The M2’s primary role in life appears to be as wingman, making the other FiR IEMs sound even more fantastic by comparison. The M2 has a nasty 5 kHz spike, too much mid-bass and a rolled-off sub-bass. To our ears, it sounds cheap; we’ve heard better-sounding IEMs for way less money. We can’t recommend it, and that’s all we’ll say about the M2. From here on out, however, it’s (mostly) all good news.
The M3, M4 & M5
Wow! All of these IEMs are simply fantastic and, depending on hearing and preference, all three could be contenders for the best-sounding IEM in existence right now. That’s not hyperbole. Quite possibly the best IEMs we’ve ever heard.
The sound differences are basically as follows. M3 is the more fun-sounding IEM. Its frequency response is a little v-shaped. That’s awesome and exciting, but sometimes even a little excess treble can be too much for extended listening periods. The M4 and M5 have fairly similar FR profiles to one another, following the Harman target more closely than the M3 in the treble. The differences between the M4 and the M5 are sufficiently small that they could easily be out-shadowed by variance due to manufacturing tolerance or effects of source output impedance.
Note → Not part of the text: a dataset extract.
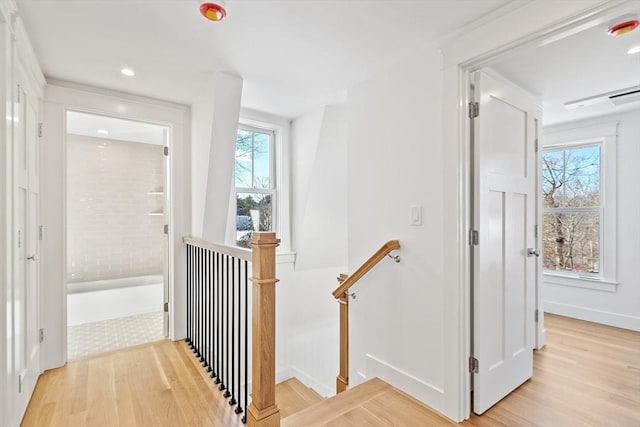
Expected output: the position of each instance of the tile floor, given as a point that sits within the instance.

This is the achilles heel of these FiR IEMs. To sell an M4 and an M5 that have an FR this similar, manufacturing tolerances ought to at least be smaller than these variations and modest levels of source output impedance shouldn’t make a significant difference to the sound. We’ve now measured multiple M5 units and the variations were larger than the differences we see here between the M4 and M5 tour units. This is a problem for the consumer. What sound are you going to get if you buy an M5? To some extent you’re rolling the dice.
Now let’s consider those balanced cables. This is the impedance of the M2, M3, M4 and M5:
Their impedances are not only low, but they also have strong variations with frequency. This causes significant changes in FR, even with fairly small levels of output impedance (z-out). Here are the frequency responses measured from a near-zero Ohm z-out source and from a ~2 Ohm z-out source:
The result is two quite different-sounding sets of headphones. Interestingly, the M3 improves and sounds amazing with a 2 Ohm z-out, but it seems unwise to rely on two wrongs making a right. (What if you subsequently upgraded your source?) With increasing z-out, the M4 and, in particular, M5 deteriorate and become much darker-sounding. The problem with the supplied balanced cables is that, as of early 2021, most balanced-output source devices have at least a 2 Ohm output impedance.
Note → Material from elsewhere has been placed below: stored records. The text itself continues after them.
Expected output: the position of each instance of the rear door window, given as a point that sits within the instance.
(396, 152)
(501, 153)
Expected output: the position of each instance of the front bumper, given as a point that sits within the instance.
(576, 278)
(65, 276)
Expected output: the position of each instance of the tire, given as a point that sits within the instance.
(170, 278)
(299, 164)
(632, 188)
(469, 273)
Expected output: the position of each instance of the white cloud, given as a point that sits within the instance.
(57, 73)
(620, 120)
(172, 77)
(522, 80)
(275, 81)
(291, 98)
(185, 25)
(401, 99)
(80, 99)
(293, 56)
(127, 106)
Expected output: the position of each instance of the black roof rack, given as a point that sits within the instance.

With a close-to-zero Ohm z-out, we would rank these three headphones (from best to worst) as M5, M4 and then M3. With a 2 Ohm z-out, this situation is essentially reversed and the Harman ranking score backs this up. Given the wild impedance curves of these headphones, supplying them with balanced cables seems to have been a bad idea. None of these IEMs need the additional power from a balanced output. While balanced outputs can lower stereo cross-talk, this is entirely marketing hype as stereo cross-talk from all current single-ended source outputs is low enough to be inaudible to begin with. If you want to hear the M4 and M5 IEMs at their best, you need a very low z-out source, which, given the current situation in the DAP market, almost certainly requires a single-ended output.
With a low output-impedance source, our M5 unit has just a little less of that 5 kHz treble peak and fractionally edges out the M4. However, it’s a close call, and given all the caveats above, and individual hearing preferences and variations, the M3, M4 and M5 are all worthy of serious consideration. All three are up there amongst the very best headphones we’ve ever heard.
If you’d like to see any of these M-series IEMs compared with other high-quality IEMs, or to examine the effects of eartips or output impedance, etc., go crazy with the interactive graphtool below…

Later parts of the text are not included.